Every doctor and doctor-in-training has a particular thing that drew them toward a career in medicine. Whether it is an interest in science, a passion for service and helping others, a family role model, or a combination of the above, there are many ways to spark interest in the field. From my own experiences and conversations, I’ve found that finding inspiration to enter a career in medicine is rarely a problem. The challenge, rather, is reconciling that inspiration with the reality of taking care of patients.
For me, one of the things that pulled me toward medicine was my study of neuroscience in college. I loved neuroscience because of how personal it felt: it placed a scientific lens on aspects of behavior that I had been living with my entire life. In the old days, our knowledge of neuroscience came almost entirely from studying people with diseases or injuries of the brain. There were so many fascinating stories: for example, I remember reading about a man who was literally living 20 years in the past because he had severe anterograde amnesia and was completely unable to form new memories. The curiosity about those stories was part of what encouraged me to continue into neurology as a career.

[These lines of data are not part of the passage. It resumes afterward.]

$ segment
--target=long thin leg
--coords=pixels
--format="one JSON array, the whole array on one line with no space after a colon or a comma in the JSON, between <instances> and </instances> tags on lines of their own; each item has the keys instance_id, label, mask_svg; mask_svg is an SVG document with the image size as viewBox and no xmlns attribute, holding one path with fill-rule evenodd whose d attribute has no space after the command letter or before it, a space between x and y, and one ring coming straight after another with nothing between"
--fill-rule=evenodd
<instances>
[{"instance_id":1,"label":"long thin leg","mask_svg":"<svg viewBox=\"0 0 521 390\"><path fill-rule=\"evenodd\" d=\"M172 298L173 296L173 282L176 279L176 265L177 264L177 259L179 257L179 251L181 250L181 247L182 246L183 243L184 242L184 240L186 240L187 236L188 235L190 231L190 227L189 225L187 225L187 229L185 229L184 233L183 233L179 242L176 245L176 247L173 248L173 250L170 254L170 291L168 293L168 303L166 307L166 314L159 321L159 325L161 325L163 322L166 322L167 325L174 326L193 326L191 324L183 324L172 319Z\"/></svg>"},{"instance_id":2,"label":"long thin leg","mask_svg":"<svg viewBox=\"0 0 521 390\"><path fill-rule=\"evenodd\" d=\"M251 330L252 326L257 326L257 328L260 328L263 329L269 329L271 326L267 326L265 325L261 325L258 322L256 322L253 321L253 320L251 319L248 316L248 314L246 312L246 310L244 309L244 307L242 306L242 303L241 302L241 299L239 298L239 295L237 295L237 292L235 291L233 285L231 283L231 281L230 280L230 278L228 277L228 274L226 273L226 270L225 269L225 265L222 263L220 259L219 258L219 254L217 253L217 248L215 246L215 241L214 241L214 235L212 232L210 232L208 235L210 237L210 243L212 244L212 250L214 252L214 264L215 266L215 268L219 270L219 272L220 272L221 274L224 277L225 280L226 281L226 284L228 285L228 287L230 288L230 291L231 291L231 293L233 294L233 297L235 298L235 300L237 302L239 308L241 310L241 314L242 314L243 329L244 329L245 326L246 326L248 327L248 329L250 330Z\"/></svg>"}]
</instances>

In medical school, seeing patients with the diseases that I had read about was indeed an incredible experience academically, but it was difficult emotionally. The disease was no longer represented by a nameless and faceless being, where it was easy to focus on the science.
Having a real person in the hospital bed made it personal. I met people with amnesia, and instead of the science, I saw only that their human essence had been stolen from them, and that they had been stolen from their families, ideas that I had never been forced to reckon with as a college student in a classroom. In the hospital, it was not the gaining of knowledge, but rather the loss of livelihood, that dominated the faces of chronic illness.
This tension between our learning and the illness of others can be a strained and uncomfortable one at times. We need to see a great deal of sickness and disease for our own learning, but we also hate to see people suffer through illness. We are taught to think of “high volume” as a good thing, because it usually translates into more experience for us. To be honest, however, there are days when we wish for the lowest of volumes –we would rather that nobody in the city, or even in the world, were suffering, even knowing that we would miss out on our training.
Many of us, doctors or not, go through a similar reckoning at some point in life, as we move from the abstract to the concrete and are forced to match our dreams with reality. In medicine, it feels particularly acute, given that we deal with matters of life and death, and problems that get at the very heart of the human condition. During that process, a little bit of the fun is lost; but in the end, it also makes us stronger as people and as physicians. Not only can I maintain an excitement for learning while also having empathy for a patient’s condition, but the empathy actually drives the quest for knowledge, leaving behind a more motivated and resilient physician.